In 1978, researchers at the National Institutes of Health (NIH) studying a similar retrovirus in mice discovered a gene called Rfv3 that influenced the production of neutralizing antibodies that allowed the animals to recover.
By 1999, they had narrowed the location of Rfv3 to a relatively small region on mouse chromosome 15, but that region contained more than 60 genes.
The laboratory of GIVI Director Warner C. Greene and a team of scientists from NIAID now demonstrate that Rfv3 is Apobec3, an innate immunity gene with antiretroviral activity.
"This newfound link between Apobec3 and the production of neutralizing antibodies came as a complete surprise," said Dr. Greene, senior author of the study.
HIV uses one of its genes, Vif, to specifically disable human Apobec3 proteins and HIV-infected patients rarely make broadly neutralizing antibodies against this virus.
This new study raises the possibility that drugs or vaccines that interfere with Vif might allow humans to naturally make better neutralizing antibody responses against HIV.
Gladstone scientist Mario Santiago, PhD, said: "We now have a host factor needed for the production of neutralizing antibodies that HIV targets and destroys.

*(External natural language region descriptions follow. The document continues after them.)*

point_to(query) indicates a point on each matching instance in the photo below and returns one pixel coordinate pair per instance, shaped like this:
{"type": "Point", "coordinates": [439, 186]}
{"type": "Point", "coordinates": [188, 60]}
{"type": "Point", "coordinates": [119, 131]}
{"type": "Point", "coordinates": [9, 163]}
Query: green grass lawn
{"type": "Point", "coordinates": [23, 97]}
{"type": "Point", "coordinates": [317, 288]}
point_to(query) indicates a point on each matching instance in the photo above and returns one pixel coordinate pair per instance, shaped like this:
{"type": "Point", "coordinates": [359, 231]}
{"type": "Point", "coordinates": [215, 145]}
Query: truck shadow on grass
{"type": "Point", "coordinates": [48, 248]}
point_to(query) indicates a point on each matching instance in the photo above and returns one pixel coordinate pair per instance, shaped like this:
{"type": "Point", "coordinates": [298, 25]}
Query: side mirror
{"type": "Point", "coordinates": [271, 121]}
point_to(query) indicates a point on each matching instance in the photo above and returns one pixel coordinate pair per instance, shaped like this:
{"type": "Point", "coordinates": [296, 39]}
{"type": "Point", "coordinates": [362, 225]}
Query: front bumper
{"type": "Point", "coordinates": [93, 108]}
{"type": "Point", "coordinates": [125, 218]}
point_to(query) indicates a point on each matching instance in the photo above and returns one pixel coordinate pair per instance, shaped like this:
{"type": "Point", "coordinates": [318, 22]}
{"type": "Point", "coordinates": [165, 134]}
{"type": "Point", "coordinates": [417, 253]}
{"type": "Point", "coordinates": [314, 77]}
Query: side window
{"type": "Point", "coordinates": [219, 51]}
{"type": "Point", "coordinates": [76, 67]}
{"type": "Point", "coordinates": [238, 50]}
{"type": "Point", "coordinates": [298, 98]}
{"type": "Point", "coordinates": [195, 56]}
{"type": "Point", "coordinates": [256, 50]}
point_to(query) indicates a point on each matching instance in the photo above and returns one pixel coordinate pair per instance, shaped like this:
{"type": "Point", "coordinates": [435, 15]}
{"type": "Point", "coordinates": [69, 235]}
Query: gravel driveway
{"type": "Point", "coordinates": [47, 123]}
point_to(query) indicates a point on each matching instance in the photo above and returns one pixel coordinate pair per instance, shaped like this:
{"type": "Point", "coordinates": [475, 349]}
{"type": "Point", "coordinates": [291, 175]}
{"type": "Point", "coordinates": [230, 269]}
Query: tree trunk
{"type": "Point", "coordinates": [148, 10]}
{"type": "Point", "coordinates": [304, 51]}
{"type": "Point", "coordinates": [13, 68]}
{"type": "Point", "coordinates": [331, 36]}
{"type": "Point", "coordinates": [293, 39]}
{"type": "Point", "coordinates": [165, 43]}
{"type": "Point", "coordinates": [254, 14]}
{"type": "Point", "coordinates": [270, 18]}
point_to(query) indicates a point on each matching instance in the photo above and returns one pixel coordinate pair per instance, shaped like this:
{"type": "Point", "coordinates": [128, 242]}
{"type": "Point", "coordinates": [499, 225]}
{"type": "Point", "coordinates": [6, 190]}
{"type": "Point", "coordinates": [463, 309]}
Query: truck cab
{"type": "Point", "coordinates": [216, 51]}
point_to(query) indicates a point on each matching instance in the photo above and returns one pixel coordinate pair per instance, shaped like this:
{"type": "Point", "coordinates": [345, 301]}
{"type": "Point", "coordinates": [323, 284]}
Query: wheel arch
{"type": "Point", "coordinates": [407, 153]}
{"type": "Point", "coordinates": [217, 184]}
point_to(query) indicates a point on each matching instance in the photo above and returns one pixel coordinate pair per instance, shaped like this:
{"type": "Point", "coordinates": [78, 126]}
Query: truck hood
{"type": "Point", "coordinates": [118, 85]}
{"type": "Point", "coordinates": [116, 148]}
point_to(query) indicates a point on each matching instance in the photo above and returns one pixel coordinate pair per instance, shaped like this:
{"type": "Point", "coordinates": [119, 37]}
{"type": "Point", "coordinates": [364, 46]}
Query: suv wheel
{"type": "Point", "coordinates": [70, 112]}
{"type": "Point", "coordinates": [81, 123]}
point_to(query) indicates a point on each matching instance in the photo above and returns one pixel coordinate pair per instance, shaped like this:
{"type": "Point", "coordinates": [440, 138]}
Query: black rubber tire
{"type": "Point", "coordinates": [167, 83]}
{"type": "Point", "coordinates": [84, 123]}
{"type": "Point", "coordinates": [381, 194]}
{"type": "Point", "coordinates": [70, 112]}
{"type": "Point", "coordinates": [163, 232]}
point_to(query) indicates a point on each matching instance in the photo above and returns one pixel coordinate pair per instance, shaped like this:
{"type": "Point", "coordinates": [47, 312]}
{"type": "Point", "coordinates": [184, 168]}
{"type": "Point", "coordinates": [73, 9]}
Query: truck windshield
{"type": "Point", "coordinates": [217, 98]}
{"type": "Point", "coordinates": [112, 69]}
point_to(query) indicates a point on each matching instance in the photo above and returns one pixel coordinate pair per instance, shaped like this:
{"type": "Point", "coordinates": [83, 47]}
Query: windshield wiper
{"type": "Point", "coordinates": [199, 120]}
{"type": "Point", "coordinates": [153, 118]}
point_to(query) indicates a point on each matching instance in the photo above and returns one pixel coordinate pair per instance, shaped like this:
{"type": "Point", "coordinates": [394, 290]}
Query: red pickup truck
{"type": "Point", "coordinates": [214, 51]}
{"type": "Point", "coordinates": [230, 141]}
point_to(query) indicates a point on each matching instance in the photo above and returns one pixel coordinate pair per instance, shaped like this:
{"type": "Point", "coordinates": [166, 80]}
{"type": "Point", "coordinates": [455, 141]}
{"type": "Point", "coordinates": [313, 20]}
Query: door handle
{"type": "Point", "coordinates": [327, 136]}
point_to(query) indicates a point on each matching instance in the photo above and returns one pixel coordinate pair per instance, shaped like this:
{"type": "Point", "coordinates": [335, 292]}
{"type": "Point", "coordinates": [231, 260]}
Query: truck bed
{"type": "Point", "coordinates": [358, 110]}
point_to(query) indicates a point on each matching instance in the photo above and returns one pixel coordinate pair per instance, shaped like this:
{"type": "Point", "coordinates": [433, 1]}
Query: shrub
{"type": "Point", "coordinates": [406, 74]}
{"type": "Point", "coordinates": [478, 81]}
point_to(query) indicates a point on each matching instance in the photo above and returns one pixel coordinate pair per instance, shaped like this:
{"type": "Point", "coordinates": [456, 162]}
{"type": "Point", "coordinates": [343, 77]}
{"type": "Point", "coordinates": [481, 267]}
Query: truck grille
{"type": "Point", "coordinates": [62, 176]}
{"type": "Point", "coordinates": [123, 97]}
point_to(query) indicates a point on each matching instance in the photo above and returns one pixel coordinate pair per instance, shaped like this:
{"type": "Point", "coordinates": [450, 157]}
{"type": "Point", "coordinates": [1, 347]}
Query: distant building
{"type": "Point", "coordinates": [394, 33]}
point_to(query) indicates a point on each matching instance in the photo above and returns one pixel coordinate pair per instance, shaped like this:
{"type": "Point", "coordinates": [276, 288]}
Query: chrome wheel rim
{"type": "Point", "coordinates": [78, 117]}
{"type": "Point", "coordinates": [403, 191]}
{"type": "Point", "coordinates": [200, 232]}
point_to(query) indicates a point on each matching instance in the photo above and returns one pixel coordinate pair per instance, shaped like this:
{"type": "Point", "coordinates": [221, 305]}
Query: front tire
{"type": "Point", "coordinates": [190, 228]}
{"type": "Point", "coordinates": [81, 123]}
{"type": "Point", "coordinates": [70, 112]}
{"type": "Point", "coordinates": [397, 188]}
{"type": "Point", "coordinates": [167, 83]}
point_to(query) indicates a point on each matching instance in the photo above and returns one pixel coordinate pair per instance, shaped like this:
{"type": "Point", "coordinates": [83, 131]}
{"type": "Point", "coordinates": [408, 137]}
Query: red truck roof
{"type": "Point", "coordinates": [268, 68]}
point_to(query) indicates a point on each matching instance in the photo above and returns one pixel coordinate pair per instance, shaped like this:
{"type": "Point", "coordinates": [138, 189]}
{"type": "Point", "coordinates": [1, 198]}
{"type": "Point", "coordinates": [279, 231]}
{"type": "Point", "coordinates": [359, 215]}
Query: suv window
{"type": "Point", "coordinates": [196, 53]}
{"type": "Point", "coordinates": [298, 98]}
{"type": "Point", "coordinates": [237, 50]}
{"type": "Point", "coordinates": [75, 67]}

This offers a fresh perspective on how to strengthen this arm of the immune response against HIV, with direct implications for immunotherapy and vaccine development."
The researhcers conducted a series of genetic experiments by mating mice with different Rfv3 and Apobec3 profiles.
The researchers demonstrated that Apobec3, like Rfv3, contributes to the early control of retroviral infection in mice, and also influences specific retroviral antibody responses.
Also, they discovered that Rfv3 susceptible mouse strains that fail to make antibody responses have a natural defect in Apobec3. These results provide convincing evidence that Rfv3 and Apobec3 are the same gene.
"We set out to solve a 30-year old mystery in retrovirus biology and in the process made a discovery that might impact future development of HIV vaccines," said Dr. Greene.
The study is published in the September 5 issue of Science.